Ou seja, a ética e moralidade que informa as opções ideológicas e políticas não pode ser alheia à prática observada e registada e ser também ela idealizada. E como nisso não vejo grandes diferenças, reconheço que é cada vez mais difícil optar incondicionalmente por um dos lados.
Que um Estado para poder ser soberano tenha que dispor de meios para o ser, parece-me óbvio. No caso específico do Património, parece-me perfeitamente natural que chame a si a responsabilidade de deter e administrar património de interesse nacional e mundial. Que o utilize no âmbito do seu programa político e ideológico. Mas nada impede que na gestão patrimonial, a sociedade, dita civil, seja chamada a participar sem que o anátma "lucro" seja de imediato evocado. Essa participação até poderá ser "moderadora" de excessos de manipulação ideológica do património e dos discursos sobre ele produzidos. A pluralidade é um bem e um dinâmo e nem sempre o Estado tende a garanti-la, habituado que está a impor. É que a generalização de que quem se mexe se mexe antes demais por lucro é uma imagem grosseira. A ser assim, não existiriam agentes na área do património arqueológico, por exemplo.
E por aqui me fico, pois este assunto é complexo e sério e nada compatível com os simplismos, generalizações e outras coisas que inevitavelmente estas mensagens acabam por aqui assumir.
António Carlos Valera
Direcção do Núcleo de Investigação Arqueológica - NIA
ERA Arqueologia SA.
Cç. de Santa Catarina, 9C,
1495-705 Cruz Quebrada - Dafundo
antoniovalera@era-arqueologia.pt
www.era-arqueologia.pt
----- Forwarded by António Valera/ERA on 17-10-2012 09:40 -----
Caro António Valera,
Concordo na substância com quase tudo o que dizes abaixo, mas isso é pouco importa.
Discordaria apenas num ponto pequeno, porventura menor: numa sociedade política organizada, seja ela tribal ou estatal, o “bem comum”, que é difuso, reconheço, é definido através das modalidades encontradas para investir alguns do poder da representação e da acção em nome de todos.
No caso concreto – e é esse que afinal motiva o comentário – os monumentos a que colectivamente foi entendido reconhecer significado simbólico comum podem evidentemente ser geridos por privados, visando (muito legitimamente) não apenas a satisfação das suas necessidades de vida (tão respeitáveis como as dos “agentes públicos”), como a acumulação de recursos que lhes permitam maior ascendência presente, ou futura, sobre terceiros, ou seja, aquilo que habitualmente se chama “lucro” (coisa que aos “agentes públicos” é interdita, vá-se lá saber porquê...).

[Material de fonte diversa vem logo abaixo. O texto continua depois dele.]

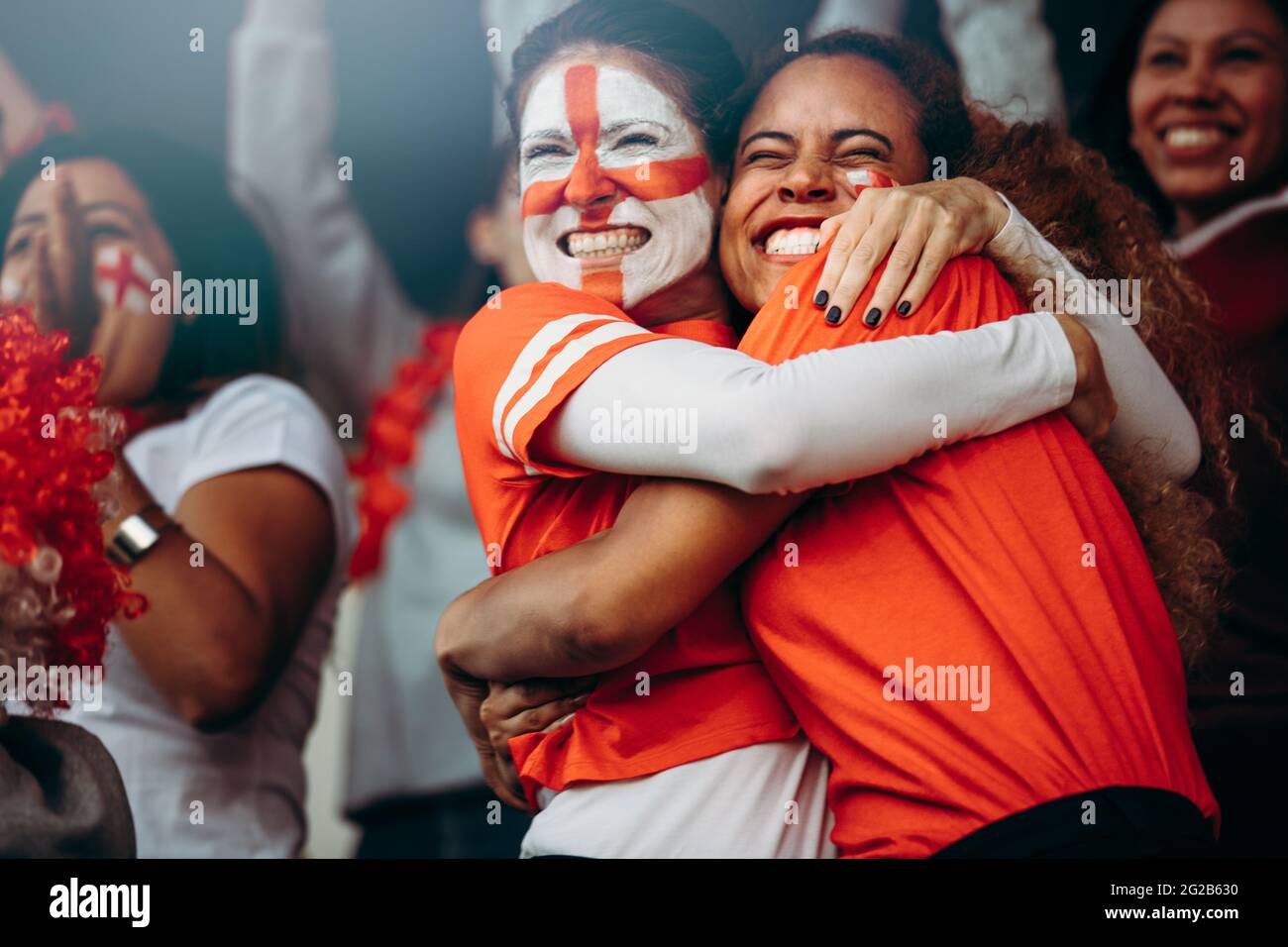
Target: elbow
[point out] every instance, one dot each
(593, 637)
(228, 690)
(218, 705)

Podem os monumentos ser assim geridos privadamente, desde logo debaixo de ideologias liberais que eu nem sequer contesto (até porque intervim inicialmente nesta matéria como Presidente do ICOM Portugal e, nesta qualidade, não me é lícito optar pelas minhas convicções e ideologias pessoais). Mas podem também ser geridos privadamente debaixo de ideologias estatistas, embora admito que dentro de baias e critérios de eficiência e eficácia muito mais restritos.
Podem, mas não nos iludamos: quem paga sempre a factura somos todos nós, através dos recursos que colocamos à disposição do Estado (ou que o Estado nos confisca, enquanto o deixarmos, está claro).
Mas, sim senhor, aceito que podem. É por isso que ouso acrescentar não ser nessa oposição que está o verdadeiro problema. Está este, segundo creio, em saber, por um lado, se / quando / como existem para nós, colectivamente falando, ganhos sociais, nessa opção gestionária privada. No plano material, por exemplo, se ela não envolve por exemplo custos superiores ao que a gestão pública poderia alcançar e se não dificulta, ou impede mesmo, a prossecução de políticas coerentes nacionais, em que o “rentável” contribua para o “não rentável”. E no plano social e simbólico, por exemplo, se ela promove melhor a cidadania, quer dizer, a discussão reflexiva sobre identidades (convergências e divergências) comuns.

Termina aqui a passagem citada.